February 28, 2020 / 9:10 PM / a month ago

CANADA FX DEBT-Commodity-linked loonie slides to 9-month low on coronavirus panic

 (Adds strategist quotes and details throughout; updates prices)
    * Canadian dollar falls 0.1% against the greenback
    * Loonie hits its weakest since June 2019 at 1.3465
    * Price of U.S. oil tumbles nearly 5%
    * Canada's 2-year yield falls to its lowest since July 2017

    By Fergal Smith
    TORONTO, Feb 28 (Reuters) - The Canadian dollar weakened to
a nine-month low against the greenback on Friday as concerns
rose about the impact of the coronavirus outbreak on Canada's
commodity-linked economy and data showed barely any growth in
the fourth quarter.
    At 3:39 p.m. (2039 GMT), the Canadian dollar          was
trading 0.1% lower at 1.3408 to the greenback, or 74.58 U.S.
cents.

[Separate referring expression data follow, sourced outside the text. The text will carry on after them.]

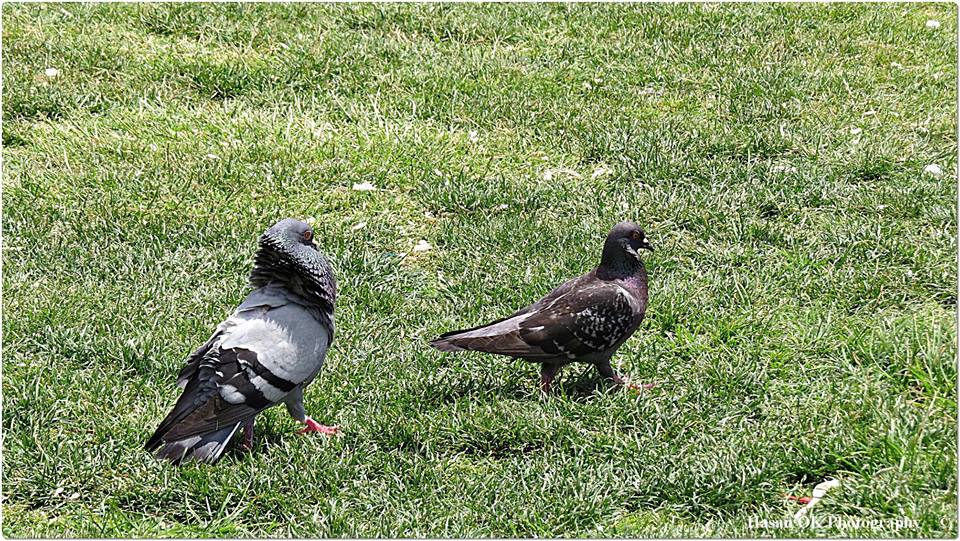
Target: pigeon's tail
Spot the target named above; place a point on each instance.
(206, 448)
(500, 337)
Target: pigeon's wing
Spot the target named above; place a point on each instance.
(581, 323)
(261, 354)
(577, 322)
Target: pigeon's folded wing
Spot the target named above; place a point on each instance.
(258, 356)
(581, 322)
(577, 323)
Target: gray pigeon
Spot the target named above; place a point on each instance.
(585, 319)
(266, 352)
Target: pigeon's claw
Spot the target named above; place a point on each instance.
(313, 426)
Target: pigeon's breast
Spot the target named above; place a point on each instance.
(288, 340)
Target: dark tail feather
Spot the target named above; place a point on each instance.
(206, 448)
(446, 344)
(469, 340)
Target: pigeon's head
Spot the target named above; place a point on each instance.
(289, 257)
(623, 244)
(288, 235)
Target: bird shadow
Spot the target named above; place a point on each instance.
(585, 386)
(264, 438)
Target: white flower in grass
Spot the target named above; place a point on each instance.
(364, 187)
(599, 172)
(933, 170)
(422, 246)
(550, 173)
(783, 168)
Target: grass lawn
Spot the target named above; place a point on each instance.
(803, 293)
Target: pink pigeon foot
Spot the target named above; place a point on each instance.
(313, 426)
(247, 444)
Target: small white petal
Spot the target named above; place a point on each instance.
(783, 168)
(599, 172)
(933, 170)
(422, 246)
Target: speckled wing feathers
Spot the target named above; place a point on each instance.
(580, 320)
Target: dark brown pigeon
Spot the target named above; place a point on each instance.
(585, 319)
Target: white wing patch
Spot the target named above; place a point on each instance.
(287, 340)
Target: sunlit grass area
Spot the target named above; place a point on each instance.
(801, 324)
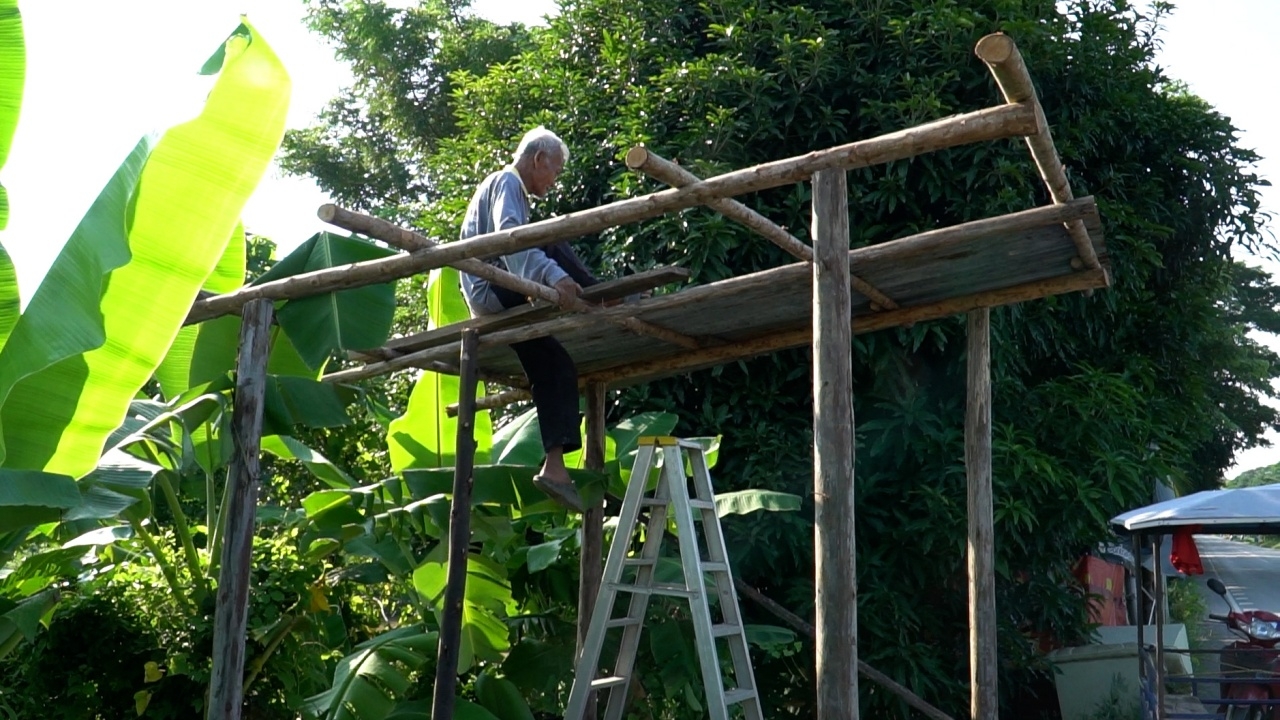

The currency touched its weakest intraday level since
June, last year at 1.3465.
    For the week, the loonie fell 1.4%, its biggest weekly
decline in more than a year, while it was down 1.3% for the
month. 
    "The bears have come out of hibernation and are rampaging
through the currency markets at the moment and certainly taking
a negative view on the outlook for the Canadian economy," said
Karl Schamotta, chief market strategist at Cambridge Global
Payments.
    Canada runs a current account deficit and is a major
exporter of commodities, including oil, so its economy could be
hurt by a slowdown in the global flow of trade or capital.
    The coronavirus panic sent world stock markets and the price
of oil tumbling. U.S. crude oil futures        settled nearly 5%
lower at $44.76 a barrel.                         
    Canada's economic growth slowed to an annualized rate of
0.3% in the fourth quarter, the worst performance in almost four
years, due in part to strikes, bad weather and shutdowns,
Statistics Canada said. The number matched both the forecast of
analysts in a Reuters poll as well as the Bank of Canada's
prediction.             
    Chances of a Bank of Canada interest rate cut next Wednesday
have climbed to about 65% from less than 20% one week ago, data
from the overnight index swaps market showed.           
    Speculators have raised their bullish bets on the Canadian
dollar for the first time in five weeks, data from the U.S.
Commodity Futures Trading Commission and Reuters calculations
showed. As of Feb. 25, net long positions had increased to
14,624 contracts from 7,817 in the prior week.   
    Canadian government bond yields fell across a steeper yield
curve in sympathy with U.S. Treasuries. The two-year yield
declined 9.6 basis points to 1.152%, its lowest since July 2017.
    The gap between Canada's two-year yield and its U.S.
equivalent widened by 13.7 basis points to a spread of 28.2
basis points in favor of the Canadian bond, its biggest gap
since January 2015.

 (Reporting by Fergal Smith; Editing by David Gregorio)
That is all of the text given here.